第32話
あの日の姉さんの言葉が、彼女に掛けられた”支配”が、オレを生かし続けた。
本来なら、彼女の身体で150年もの時を生き続けるなんて真似、オレができるはずがない。
そして、300年前のあの日、魔法王という存在の終わりに直面しながら”眠りに着く”なんて半端な決断をするはずもない。

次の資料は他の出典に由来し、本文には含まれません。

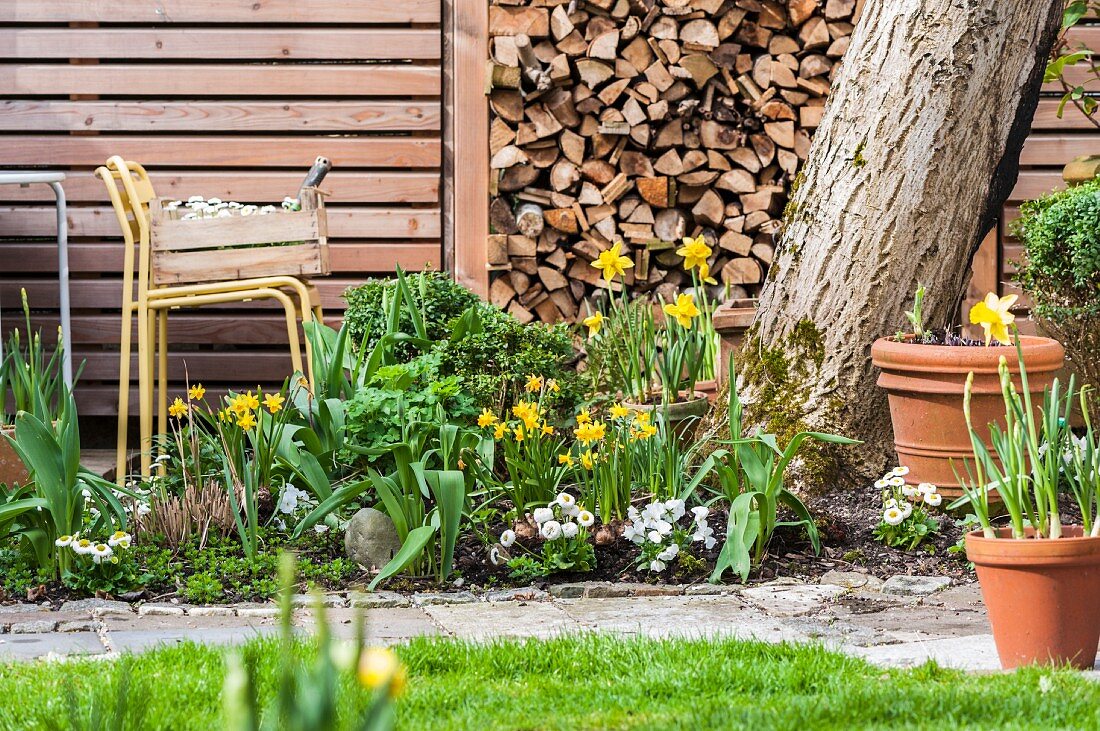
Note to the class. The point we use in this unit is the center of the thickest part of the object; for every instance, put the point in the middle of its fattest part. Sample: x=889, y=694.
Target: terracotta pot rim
x=1073, y=549
x=1041, y=354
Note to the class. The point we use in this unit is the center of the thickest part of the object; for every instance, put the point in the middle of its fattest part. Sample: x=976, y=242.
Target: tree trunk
x=914, y=157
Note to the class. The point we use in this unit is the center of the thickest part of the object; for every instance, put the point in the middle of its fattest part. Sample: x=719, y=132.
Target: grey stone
x=371, y=539
x=97, y=607
x=443, y=598
x=376, y=599
x=211, y=611
x=915, y=586
x=568, y=590
x=34, y=627
x=521, y=594
x=53, y=644
x=853, y=580
x=161, y=610
x=791, y=600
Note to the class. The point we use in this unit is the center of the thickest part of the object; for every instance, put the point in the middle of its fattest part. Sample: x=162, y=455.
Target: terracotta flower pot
x=1043, y=596
x=925, y=385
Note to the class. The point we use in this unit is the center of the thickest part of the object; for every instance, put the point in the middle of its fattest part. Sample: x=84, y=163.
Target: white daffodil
x=669, y=553
x=542, y=514
x=551, y=530
x=101, y=552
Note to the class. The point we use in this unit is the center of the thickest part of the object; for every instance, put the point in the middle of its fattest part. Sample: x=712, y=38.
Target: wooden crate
x=279, y=243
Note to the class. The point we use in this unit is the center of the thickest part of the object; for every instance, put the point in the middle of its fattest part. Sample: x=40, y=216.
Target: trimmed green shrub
x=1060, y=272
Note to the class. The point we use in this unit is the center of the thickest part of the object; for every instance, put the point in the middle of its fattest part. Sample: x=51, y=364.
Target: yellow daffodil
x=178, y=408
x=994, y=318
x=619, y=411
x=246, y=421
x=486, y=418
x=684, y=310
x=704, y=274
x=612, y=263
x=378, y=667
x=274, y=402
x=594, y=322
x=695, y=252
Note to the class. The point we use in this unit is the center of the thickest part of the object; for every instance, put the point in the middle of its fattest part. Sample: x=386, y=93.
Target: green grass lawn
x=590, y=682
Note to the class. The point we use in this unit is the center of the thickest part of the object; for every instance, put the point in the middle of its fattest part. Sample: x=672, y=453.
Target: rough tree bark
x=915, y=155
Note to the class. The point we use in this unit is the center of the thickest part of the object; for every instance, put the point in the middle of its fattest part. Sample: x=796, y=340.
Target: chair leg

全ては、ベティ姉さんの残した呪いと、それを振り払えなかった自らの弱さ故――
だが、今は、この弱さを誇ろう。
ヘイズ・グラントという男を、殺し損ねた仇敵を、殺すことができるこの巡り合わせを。
「分かったよ、ベティ。ボクは、帰るんだね、アカデミアに」
濁りきった真紅の瞳で、クリスが呟く。
そう、これが”支配”の魔法の反動。450年前の自分も陥ったそれだ。
短期的な命令ならばともかく、長期間に渡って他者の行動を縛るような命令を下せば、それが完遂されるまで、その者の自由意思は限りなく薄弱なものとなる。
その者が持つはずの本来の力は、発揮されない。
「ああ、そうだよ、クリスティーナ。
君は帰るんだ、最も安全な方法で、最も安全な場所へとね」
「……うん、じゃあ、出発は、明日だね」
――しかし、このクリスという少女は只者じゃない。
オレがベティ姉さんに支配されていたときは、いっさい喋れなかったんだ。
それなのに、クリスは言葉を紡ぎ、自らの思考を回転させている。
いったい、この娘は何者なんだろう。
魔術師でないのだけは知っている。だけど、それが一番信じられない。
「……帰ろうか、クリス。今夜で”お別れ”だ」
「うん、寂しいな……ベティ」
ッ、そうか、まだ彼女の中でオレは”ベティ”なのか。
ならば、良いだろう。
下手に彼女の中での”違和感”を増長させて、支配から逃れられてしまっては事だ。
「そうね、私も寂しいわ。今回のことが終わったら、遊びに行くから。
学院生とやらをやっているクリスも、見てみたいし」
この1週間のことは、記憶を失っていたオレが”ベティ”だなんてトチ狂った名前を使ってしまって重ねた記憶は、よく覚えている。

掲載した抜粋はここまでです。